Kweku Adoboli’s trial for gambling away £1.4bn on bad deals that almost brought down banking giant UBS began in London today. He faces charges of fraud with a maximum sentence of 10 years in jail and charges of false accounting which carry a maximum sentence of seven. The prosecutor is piling onto him, calling him a “rogue trader” and a “naked gambler”, and has accused him of lying to the bank.
Adoboli clearly has a criminal case to answer. However, shouldn’t the bank's CEO Sergio Ermotti be forced to answer some questions himself, rather than piously suggesting “we must assume that UBS’s culture and practices will be examined during the course of the trial”?
UBS is far from pristine in all of this. It was the benefactor over $59.2bn in bailout financing as it racked up the biggest losses of any European lender. Clearly, Adoboli was taking advantage of a culture and a corporation that was out of control. But this was a rotten orchard, not just a rotten apple.

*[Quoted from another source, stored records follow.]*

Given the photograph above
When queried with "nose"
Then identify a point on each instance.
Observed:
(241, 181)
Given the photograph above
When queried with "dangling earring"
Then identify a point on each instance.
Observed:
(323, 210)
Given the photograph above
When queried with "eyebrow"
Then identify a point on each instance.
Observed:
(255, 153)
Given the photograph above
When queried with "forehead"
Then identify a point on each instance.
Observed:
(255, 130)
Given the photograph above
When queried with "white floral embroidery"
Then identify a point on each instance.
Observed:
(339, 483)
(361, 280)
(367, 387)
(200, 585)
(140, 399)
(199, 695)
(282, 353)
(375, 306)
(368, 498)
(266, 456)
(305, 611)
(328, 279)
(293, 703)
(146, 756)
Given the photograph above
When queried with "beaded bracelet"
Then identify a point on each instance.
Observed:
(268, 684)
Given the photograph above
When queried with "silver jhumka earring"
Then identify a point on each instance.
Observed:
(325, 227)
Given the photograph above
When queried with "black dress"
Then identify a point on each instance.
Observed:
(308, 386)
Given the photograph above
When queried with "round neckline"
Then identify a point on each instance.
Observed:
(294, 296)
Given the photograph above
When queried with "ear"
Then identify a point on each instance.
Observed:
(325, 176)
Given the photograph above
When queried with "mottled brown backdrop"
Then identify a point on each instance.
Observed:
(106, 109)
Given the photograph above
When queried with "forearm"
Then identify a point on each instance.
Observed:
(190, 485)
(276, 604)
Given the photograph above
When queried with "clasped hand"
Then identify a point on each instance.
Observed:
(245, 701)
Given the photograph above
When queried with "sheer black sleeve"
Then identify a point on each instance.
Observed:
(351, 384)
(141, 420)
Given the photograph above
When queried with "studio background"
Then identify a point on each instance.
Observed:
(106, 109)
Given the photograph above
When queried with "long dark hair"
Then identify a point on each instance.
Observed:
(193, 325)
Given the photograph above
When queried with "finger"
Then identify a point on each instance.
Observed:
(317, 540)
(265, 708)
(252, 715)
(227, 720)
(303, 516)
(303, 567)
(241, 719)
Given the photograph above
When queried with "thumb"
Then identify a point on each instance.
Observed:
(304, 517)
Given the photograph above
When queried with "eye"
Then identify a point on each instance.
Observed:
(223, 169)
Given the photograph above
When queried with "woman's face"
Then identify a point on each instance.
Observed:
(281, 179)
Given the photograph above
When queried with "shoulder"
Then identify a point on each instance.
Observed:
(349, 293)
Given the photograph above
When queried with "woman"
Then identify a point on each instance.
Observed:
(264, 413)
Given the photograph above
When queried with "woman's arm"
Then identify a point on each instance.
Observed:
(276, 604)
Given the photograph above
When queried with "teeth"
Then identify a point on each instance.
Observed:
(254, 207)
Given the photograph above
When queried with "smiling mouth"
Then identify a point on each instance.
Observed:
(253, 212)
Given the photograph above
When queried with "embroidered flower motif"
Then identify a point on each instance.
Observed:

And of course UBS isn't alone. This summer HSBC was hit with a massive money laundering scandal and Barclays, along with half a dozen other major banks, was directly implicated in an interest rate manipulation scandal. When bad behaviour is part of the culture, chief executives should also be held to account – not just their foot soldiers. In October, Europe will be meeting to discuss just that.